Monitoring and observability

This page covers the best practices regarding monitoring, observability, and logging in Buildkite Pipelines.

Telemetry operational tips

  • When implementing telemetry, start by profiling the wait and checkout times for your queues as the biggest, cheapest wins.
  • Include pipeline, queue, repo path, and commit metadata in spans and events to make troubleshooting easier.
  • Stream Buildkite Pipelines telemetry data to your standard observability stack so platform-level SLOs and alerts exist alongside the app telemetry, keeping one source of truth.

Quick checklist for using telemetry

Choose integrations based on your existing observability tooling and needs:

  • Enable Amazon EventBridge for real-time alerting when you need to integrate with AWS-native tooling. Start with setting up notifications and subscribe your alerting pipeline.
  • Turn on OpenTelemetry (OTel) export when you need vendor-neutral observability that works with your existing OTel collector.

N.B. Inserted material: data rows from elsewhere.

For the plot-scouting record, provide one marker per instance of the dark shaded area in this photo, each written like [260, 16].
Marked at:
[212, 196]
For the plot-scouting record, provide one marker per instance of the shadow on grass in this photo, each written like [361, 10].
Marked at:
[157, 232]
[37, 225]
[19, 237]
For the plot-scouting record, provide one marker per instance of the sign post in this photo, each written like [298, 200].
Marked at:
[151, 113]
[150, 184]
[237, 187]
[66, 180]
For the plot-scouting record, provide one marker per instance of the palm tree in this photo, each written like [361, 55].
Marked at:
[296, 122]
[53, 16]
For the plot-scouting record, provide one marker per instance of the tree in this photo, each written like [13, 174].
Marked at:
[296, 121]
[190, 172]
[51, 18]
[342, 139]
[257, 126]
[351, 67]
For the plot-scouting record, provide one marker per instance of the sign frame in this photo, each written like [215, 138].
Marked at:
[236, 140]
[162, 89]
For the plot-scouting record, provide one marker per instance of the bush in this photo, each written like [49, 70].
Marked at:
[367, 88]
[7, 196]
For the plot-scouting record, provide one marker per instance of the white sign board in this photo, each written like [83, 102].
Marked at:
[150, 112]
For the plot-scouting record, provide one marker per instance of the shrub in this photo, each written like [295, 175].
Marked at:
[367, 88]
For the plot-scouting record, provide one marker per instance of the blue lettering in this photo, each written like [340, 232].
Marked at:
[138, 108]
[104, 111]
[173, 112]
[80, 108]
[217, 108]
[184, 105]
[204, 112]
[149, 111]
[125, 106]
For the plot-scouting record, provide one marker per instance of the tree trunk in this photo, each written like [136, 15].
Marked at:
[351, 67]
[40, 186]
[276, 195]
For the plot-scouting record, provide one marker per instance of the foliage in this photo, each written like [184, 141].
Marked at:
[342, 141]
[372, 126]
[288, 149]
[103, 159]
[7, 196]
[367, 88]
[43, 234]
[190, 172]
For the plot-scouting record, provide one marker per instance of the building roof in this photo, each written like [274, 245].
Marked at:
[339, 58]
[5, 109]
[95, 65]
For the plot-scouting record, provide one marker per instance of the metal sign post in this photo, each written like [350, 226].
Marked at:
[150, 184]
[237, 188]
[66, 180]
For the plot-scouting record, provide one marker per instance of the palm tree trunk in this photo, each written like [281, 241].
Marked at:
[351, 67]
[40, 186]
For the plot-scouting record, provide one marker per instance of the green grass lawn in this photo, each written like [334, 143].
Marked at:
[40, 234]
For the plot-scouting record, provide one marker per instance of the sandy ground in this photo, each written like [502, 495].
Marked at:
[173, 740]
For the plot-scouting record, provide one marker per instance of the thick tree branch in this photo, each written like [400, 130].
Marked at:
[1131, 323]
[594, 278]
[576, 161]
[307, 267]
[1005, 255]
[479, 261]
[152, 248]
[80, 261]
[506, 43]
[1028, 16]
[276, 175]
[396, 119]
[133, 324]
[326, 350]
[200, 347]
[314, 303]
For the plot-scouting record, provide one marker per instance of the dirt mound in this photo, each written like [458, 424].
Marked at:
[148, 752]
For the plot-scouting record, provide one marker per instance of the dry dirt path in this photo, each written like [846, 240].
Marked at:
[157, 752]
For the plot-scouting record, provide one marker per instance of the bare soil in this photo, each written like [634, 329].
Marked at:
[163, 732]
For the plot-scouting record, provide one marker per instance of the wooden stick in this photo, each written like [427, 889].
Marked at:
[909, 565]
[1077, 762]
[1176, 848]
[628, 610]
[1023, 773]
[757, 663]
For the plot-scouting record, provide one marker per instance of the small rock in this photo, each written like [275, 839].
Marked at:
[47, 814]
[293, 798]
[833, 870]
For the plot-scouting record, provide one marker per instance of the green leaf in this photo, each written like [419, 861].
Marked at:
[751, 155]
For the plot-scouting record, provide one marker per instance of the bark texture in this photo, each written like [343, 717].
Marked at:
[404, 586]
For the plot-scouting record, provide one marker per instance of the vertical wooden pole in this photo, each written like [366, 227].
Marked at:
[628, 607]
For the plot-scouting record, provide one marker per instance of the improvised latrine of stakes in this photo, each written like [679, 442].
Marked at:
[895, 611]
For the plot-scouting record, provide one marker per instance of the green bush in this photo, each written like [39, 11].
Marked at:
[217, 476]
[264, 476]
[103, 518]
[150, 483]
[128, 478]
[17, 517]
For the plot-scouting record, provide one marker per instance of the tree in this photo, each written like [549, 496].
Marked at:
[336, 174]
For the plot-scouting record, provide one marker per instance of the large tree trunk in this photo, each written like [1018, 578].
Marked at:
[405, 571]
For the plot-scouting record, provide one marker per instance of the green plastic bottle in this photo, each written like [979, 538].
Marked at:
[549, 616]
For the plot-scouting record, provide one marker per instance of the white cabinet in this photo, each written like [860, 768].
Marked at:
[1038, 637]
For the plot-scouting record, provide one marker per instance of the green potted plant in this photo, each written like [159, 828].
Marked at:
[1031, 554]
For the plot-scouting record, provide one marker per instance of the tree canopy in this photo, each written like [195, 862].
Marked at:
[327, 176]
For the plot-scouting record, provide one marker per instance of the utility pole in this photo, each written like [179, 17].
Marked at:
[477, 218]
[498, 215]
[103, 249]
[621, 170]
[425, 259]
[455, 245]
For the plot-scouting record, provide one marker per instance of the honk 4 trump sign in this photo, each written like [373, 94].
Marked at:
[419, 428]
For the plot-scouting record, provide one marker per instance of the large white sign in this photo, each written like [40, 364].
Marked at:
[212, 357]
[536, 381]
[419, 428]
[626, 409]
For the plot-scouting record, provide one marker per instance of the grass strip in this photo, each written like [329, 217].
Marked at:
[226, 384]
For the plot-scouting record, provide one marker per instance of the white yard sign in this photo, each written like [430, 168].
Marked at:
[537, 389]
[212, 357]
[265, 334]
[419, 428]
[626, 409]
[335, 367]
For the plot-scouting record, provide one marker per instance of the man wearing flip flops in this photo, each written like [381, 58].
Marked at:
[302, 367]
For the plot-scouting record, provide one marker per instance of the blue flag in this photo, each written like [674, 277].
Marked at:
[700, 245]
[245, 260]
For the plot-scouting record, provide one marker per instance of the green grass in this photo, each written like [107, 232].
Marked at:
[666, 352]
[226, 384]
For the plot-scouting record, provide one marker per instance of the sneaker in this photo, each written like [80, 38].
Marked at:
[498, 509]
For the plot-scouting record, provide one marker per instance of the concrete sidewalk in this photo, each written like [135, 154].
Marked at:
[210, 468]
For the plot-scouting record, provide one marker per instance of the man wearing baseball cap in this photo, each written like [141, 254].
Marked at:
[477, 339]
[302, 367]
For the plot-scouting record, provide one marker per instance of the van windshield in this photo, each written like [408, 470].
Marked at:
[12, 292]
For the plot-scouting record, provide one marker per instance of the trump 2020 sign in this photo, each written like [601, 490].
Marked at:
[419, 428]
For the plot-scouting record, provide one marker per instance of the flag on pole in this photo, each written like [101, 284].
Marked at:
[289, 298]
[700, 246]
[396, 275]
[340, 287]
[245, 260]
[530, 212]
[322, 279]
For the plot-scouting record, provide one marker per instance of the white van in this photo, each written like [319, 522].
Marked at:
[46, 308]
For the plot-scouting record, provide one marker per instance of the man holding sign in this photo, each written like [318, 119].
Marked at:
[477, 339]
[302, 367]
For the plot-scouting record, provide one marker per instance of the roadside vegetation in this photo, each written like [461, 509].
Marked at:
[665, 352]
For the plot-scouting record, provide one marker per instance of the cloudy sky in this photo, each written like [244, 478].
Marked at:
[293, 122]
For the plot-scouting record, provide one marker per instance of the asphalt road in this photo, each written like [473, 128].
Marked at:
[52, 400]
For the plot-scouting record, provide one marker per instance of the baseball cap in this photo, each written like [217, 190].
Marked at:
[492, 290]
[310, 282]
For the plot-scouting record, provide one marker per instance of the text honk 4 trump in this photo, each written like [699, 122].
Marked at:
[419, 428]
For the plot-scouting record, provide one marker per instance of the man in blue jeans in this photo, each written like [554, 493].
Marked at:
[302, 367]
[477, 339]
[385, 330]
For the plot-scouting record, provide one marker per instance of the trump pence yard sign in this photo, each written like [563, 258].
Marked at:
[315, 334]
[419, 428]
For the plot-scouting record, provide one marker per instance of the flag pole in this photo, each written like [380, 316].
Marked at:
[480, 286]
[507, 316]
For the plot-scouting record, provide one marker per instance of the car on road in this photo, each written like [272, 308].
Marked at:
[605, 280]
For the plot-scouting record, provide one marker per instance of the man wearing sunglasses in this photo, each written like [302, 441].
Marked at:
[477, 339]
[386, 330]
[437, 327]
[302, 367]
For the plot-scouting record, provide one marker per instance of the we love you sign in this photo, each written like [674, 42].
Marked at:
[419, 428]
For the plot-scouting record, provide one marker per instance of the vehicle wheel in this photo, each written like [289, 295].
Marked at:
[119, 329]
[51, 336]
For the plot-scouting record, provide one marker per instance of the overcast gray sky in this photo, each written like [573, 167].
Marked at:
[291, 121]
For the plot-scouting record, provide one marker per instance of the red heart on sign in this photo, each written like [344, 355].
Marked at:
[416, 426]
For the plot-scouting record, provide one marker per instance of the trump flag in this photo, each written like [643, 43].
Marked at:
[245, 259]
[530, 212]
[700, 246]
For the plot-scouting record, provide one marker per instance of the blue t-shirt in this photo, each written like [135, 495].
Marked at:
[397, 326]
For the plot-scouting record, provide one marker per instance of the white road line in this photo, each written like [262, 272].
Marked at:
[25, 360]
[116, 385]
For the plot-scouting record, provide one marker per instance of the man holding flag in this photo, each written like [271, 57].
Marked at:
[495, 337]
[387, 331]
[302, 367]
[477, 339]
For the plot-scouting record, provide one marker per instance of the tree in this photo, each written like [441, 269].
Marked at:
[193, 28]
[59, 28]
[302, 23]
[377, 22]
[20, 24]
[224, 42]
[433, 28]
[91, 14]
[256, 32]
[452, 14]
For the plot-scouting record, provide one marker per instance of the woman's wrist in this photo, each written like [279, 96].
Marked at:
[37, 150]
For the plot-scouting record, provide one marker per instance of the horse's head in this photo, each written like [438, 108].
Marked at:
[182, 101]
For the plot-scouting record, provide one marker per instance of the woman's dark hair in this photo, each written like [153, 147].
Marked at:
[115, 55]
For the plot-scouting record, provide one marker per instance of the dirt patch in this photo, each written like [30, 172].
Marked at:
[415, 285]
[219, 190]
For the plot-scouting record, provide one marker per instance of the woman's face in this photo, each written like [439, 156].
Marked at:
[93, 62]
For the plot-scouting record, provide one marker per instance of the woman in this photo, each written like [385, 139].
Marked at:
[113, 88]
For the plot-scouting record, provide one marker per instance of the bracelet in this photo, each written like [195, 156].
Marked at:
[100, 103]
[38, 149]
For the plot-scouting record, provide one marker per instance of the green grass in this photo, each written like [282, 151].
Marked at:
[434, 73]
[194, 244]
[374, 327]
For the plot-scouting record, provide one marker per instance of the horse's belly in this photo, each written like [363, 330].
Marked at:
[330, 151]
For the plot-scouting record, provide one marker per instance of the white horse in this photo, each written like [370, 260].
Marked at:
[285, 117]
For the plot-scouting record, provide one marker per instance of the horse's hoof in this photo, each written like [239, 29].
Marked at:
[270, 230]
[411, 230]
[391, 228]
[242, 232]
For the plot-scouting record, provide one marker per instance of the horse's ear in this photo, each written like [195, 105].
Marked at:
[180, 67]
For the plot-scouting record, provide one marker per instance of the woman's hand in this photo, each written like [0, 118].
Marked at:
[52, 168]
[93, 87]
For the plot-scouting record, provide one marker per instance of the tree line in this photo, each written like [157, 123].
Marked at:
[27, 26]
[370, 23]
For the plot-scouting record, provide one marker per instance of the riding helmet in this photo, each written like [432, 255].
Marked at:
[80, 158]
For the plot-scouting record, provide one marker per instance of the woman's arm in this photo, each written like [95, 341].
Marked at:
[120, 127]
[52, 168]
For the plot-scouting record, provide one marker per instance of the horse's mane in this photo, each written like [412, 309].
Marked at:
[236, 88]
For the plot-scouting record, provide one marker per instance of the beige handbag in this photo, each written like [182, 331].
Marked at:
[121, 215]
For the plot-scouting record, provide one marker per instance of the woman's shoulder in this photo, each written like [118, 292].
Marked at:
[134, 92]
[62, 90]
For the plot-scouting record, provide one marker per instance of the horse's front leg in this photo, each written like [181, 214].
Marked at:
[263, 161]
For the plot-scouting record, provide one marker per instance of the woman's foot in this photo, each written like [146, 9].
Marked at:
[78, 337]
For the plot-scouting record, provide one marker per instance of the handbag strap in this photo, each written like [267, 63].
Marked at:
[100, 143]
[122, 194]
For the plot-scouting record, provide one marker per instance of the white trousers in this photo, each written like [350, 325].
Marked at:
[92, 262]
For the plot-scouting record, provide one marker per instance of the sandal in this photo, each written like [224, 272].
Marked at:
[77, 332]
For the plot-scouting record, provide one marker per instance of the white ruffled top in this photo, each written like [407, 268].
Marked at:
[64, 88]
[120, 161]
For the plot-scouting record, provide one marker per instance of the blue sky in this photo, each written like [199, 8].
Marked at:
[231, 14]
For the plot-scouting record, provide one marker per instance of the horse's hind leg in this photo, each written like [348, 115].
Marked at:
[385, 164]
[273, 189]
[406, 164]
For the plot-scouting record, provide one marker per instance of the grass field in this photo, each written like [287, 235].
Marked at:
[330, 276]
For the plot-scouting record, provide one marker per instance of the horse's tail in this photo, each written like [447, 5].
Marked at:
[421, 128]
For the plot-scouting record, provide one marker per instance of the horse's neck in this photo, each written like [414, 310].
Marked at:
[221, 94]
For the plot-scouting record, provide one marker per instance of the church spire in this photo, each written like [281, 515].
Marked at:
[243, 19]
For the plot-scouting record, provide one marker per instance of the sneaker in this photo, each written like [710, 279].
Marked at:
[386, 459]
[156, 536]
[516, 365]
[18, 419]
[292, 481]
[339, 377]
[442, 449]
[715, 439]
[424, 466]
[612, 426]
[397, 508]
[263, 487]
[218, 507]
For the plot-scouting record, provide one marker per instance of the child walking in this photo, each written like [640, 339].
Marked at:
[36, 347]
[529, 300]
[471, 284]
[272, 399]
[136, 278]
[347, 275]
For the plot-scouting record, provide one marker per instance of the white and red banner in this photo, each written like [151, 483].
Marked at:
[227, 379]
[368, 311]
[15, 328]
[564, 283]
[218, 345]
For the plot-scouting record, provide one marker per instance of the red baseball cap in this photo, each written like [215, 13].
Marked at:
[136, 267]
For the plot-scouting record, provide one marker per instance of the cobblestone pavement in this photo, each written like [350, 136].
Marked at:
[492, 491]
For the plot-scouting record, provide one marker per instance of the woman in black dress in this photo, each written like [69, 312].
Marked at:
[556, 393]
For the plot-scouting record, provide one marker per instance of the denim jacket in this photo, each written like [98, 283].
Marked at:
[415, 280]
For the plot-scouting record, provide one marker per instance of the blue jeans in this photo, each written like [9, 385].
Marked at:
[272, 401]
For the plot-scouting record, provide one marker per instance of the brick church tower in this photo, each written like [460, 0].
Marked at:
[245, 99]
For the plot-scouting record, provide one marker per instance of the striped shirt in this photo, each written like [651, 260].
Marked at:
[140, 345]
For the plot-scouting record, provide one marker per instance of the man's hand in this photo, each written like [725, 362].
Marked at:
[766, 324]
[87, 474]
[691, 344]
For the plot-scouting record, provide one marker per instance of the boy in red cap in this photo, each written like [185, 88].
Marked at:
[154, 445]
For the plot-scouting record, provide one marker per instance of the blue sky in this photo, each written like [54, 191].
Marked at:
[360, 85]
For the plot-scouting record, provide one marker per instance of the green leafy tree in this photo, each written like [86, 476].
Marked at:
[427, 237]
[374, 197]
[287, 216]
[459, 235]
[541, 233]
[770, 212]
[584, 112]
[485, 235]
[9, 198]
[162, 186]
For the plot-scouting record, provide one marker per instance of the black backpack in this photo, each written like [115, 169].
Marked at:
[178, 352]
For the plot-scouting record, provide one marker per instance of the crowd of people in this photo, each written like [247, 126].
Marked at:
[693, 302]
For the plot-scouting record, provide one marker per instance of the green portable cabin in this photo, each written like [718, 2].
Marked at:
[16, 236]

Start with job spans and queue metrics.
  • If you are using Datadog, enable agent APM tracing.
  • If you are using Backstage, integrate the Buildkite Backstage plugin to surface pipeline health and build status directly in your developer portal.
  • If you are using Honeycomb, send build events and traces to enable high-cardinality analysis of pipeline performance and failures.

Core pipeline telemetry recommendations

Establish standardized metrics collection across all pipelines to enable consistent monitoring and analysis:

  • Track build times by pipeline, step, and queue to identify performance bottlenecks with build duration metrics.
  • Monitor agent availability and scaling efficiency across different workload types by tracking queue wait times.
  • Measure success rates by pipeline, branch, and time period to identify reliability trends through failure rate analysis.
  • Standardize retry counts for flaky tests and assign custom exit statuses that you can report on with your telemetry provider.
  • Track retry success rates by exit code to differentiate between transient failures worth retrying and permanent failures that need fixing.
  • Use OTel integration to gain deep visibility into pipeline execution flows.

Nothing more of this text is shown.